Muhammad Farid Rayendra kembali menggarisbawahi bahwa penyertaan modal bukanlah keputusan yang diambil sepihak. “Kita melalui proses pembahasan panjang di DPRD. Semua pihak kami libatkan. Tujuannya, agar kebijakan ini tidak hanya bermanfaat bagi Bank Sulselbar, tetapi betul-betul berdampak ke masyarakat,” katanya.
Sementara Zulkifli menambahkan bahwa penyertaan modal merupakan investasi sosial. “Jika dikelola dengan benar, dampaknya bukan hanya pada laba Bank Sulselbar, tetapi juga peningkatan kesejahteraan masyarakat melalui pembiayaan sektor produktif,” katanya.
Firman Wahab pun menutup sesi dengan harapan bahwa ke depan, pemerintah dan masyarakat bisa lebih aktif dalam mengevaluasi kebijakan penyertaan modal. “Mari kita kawal bersama agar investasi ini memberi manfaat seluas-luasnya,” pungkasnya.
Sosialisasi ini dinilai sangat penting sebagai ruang edukasi publik, sekaligus sarana menjembatani pemahaman masyarakat terhadap kebijakan keuangan daerah.

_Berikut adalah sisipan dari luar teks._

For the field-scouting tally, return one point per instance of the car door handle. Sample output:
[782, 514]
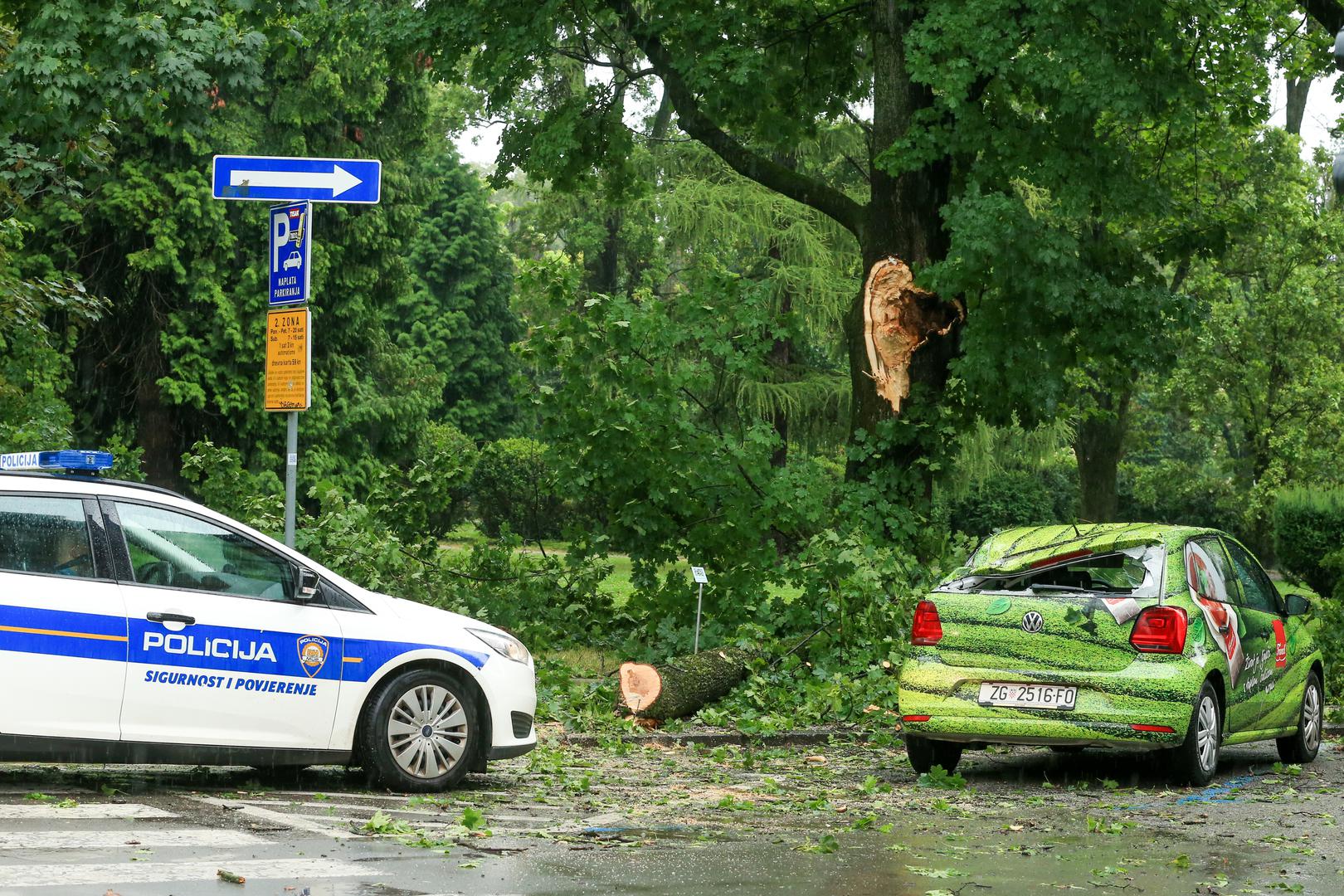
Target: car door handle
[171, 617]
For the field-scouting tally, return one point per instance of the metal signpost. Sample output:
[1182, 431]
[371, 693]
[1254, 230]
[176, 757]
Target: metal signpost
[1337, 173]
[698, 574]
[290, 347]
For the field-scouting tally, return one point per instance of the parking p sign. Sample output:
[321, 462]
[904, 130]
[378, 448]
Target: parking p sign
[290, 253]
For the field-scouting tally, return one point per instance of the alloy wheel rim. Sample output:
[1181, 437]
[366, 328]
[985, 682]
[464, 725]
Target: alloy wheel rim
[1205, 733]
[426, 731]
[1312, 718]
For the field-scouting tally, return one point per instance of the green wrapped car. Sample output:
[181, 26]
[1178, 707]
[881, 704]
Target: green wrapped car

Dengan keterlibatan aktif dari DPRD, pegiat kebijakan publik, serta praktisi birokrasi, acara ini berhasil menggugah kesadaran bersama akan pentingnya transparansi, akuntabilitas, dan partisipasi dalam pembangunan daerah.
Melalui Perda Nomor 6 Tahun 2018, Pemerintah Kota Makassar tidak hanya memperkuat modal Bank Sulselbar sebagai lembaga keuangan daerah, tetapi juga mengukuhkan komitmennya dalam mendorong pertumbuhan ekonomi yang inklusif dan berkelanjutan. Ke depan, sinergi antara pemerintah, legislatif, dan masyarakat diharapkan terus terjaga, demi mewujudkan kota Makassar yang lebih maju, sehat secara fiskal, dan adil dalam akses pembiayaan.